Responding to what he termed “hyperbole” about the detainees, Defense Secretary Donald Rumsfeld Tuesday objected to characterizations suggesting “America is what’s wrong with the world when it’s not.” Of course, the shackles and hoods were for transport only, as with most maximum-security prisoners, and the “tortures” include three good meals daily, medical care, and a USN Muslim chaplain to minister to their spiritual welfare. In other words, like many felonious thugs in U.S. prisons, they have more resources than the families of some U.S. military personnel!

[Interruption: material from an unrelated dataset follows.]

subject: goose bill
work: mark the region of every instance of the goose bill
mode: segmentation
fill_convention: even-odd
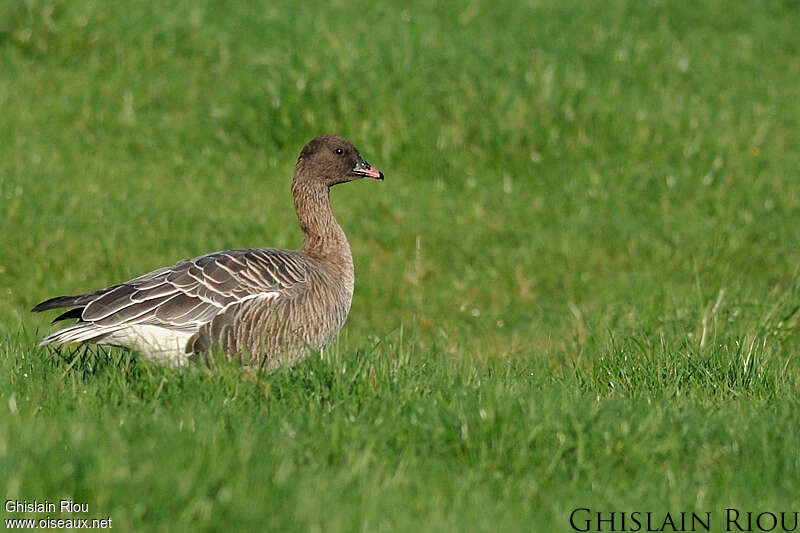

On the home front, President Bush and Homeland Security Director Tom Ridge met with the conference of U.S. Mayors and County Officials to announce that the central government will pony up sufficient funding for domestic counterterrorism efforts at the state and local level – rather than take the usual course of issuing unfunded mandates. “I’ll be calling on Congress to pass a funding increase for homeland defense of $38 billion. … Double over 2002,” said Mr. Bush. And not a minute too soon we might add! According to the Center for Immigration Studies, the most recent census indicates that there may be as many as 115,000 illegal immigrants from the Middle East.

As The Federalist promised last September when the president announced the Office of Homeland Security, we are watching this agency closely, and, thus far, its directives fall within the prescribed limits of the Constitution and are consistent with the spirit of federalism. And consistent with our recommendation at that time, Mr. Bush announced that the Federal Emergency Management Agency will be the lead coordinating agency for Homeland Security.

And a federalism footnote regarding the “seat of government” from Mr. Bush’s conference address: “It’s a privilege for me to be with the country’s most accountable elected officials. … We always used to say, you know, the government that’s closest to the people is that which governs best. You’re what I call practical. The farther you get away from the local governments, we get a little theoretical.”

Speaking of doubling money to fight terrorism, the FBI and Postal Service raised the reward for the postal anthrax mailer, the “Unaplaguer,” by 100% – now $2.5 million. And a follow-up note regarding the hunt for the Unaplaguer: The Federalist reported the November 16th disappearance of Harvard biologist Don Wiley after a scientific gathering in Memphis – at the height of the anthrax mailings. What made his disappearance suspect was that Wiley’s primary research specialty was in biological pathogens, including research on a number of deadly viruses – the stuff of bio-warfare – and the circumstances: his rental car, fuel tank full and key in the ignition, was abandoned in the middle of a bridge over the Mississippi River. Wiley’s body was found in the Mississippi River in late December, and investigators have concluded that he died in an accidental fall from the bridge. There is no evidence to suggest that Wiley was connected to the Unaplaguer.